28 July 2016

Indigenous cultural appropriation?

In June we posted an article from The Atlantic on The do's and don'ts of Cultural Appropriation. In that post I suggested that the article, with its focus on fashion and written from the perspective of a white woman in North America, might be useful for provoking or starting a discussion with students about the issue of cultural appropriation.

In the context of contemporary Indigenous rights and cultural activism, this interview from Fader (a music and lifestyle magazine) with an Indigenous clothing-designer and artist provides an interesting twist and greater nuance to discussions of cultural appropriation in fashion.

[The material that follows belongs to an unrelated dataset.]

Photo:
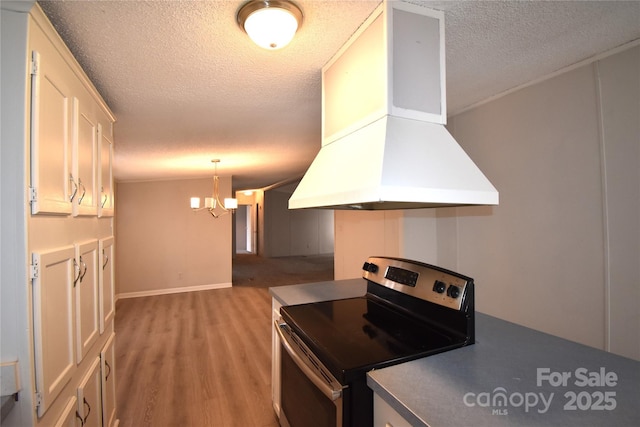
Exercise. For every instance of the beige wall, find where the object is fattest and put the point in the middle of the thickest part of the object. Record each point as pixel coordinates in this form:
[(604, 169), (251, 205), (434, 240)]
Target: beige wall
[(561, 252), (162, 246)]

In "This Is What Happens When Indigenous Artists Do Their Own Appropriating" (2016), Sage Paul discusses her work as an Indigenous artist (Dene) in the fashion industry, and the connections of her work to indigenous culture, cultural identity and activism, as well as the wider world of fashion.
 Jeneen Frei Njootli with Rodrigo HGz / Photo by Krissy Ballanger (Fader Magazine)
Paul is based in Toronto and runs the Setsuné Fashion Incubator with Erika Iserhoff. In this interview, Paul addresses the complexities of her intersectional identity, work, and the power dynamics of cultural appropriation.
"... the idea of cultural appropriation isn’t new to me. I really feel that in the last few years it’s been trendy again to be native. What upsets me about cultural appropriation is the sense of entitlement that comes along with it. The dominant society really feels, like, It’s just beautiful, you know? I think you're overly sensitive about us using this thing. We want to celebrate beautiful Indigenous women. Well actually, Indigenous women are the lowest class of people in this country right now and to use them as an object just keeps us as this objectified, exotic, fantasy image as opposed to beautiful, strong women who are doing work and have a voice, words, and ideas to share. Now, I want to talk about the people who are actually that culture, rather than people who are stealing. So: talk about Indigenous artists, and celebrate and support Indigenous-made work."
Instructors might wish to couple this article with our previous post to add nuance and an alternative perspective to a discussion about cultural appropriation in the context of fashion. This interview would also be interesting to think about in a discussion of representation, authenticity, or reviving traditional knowledge and practices.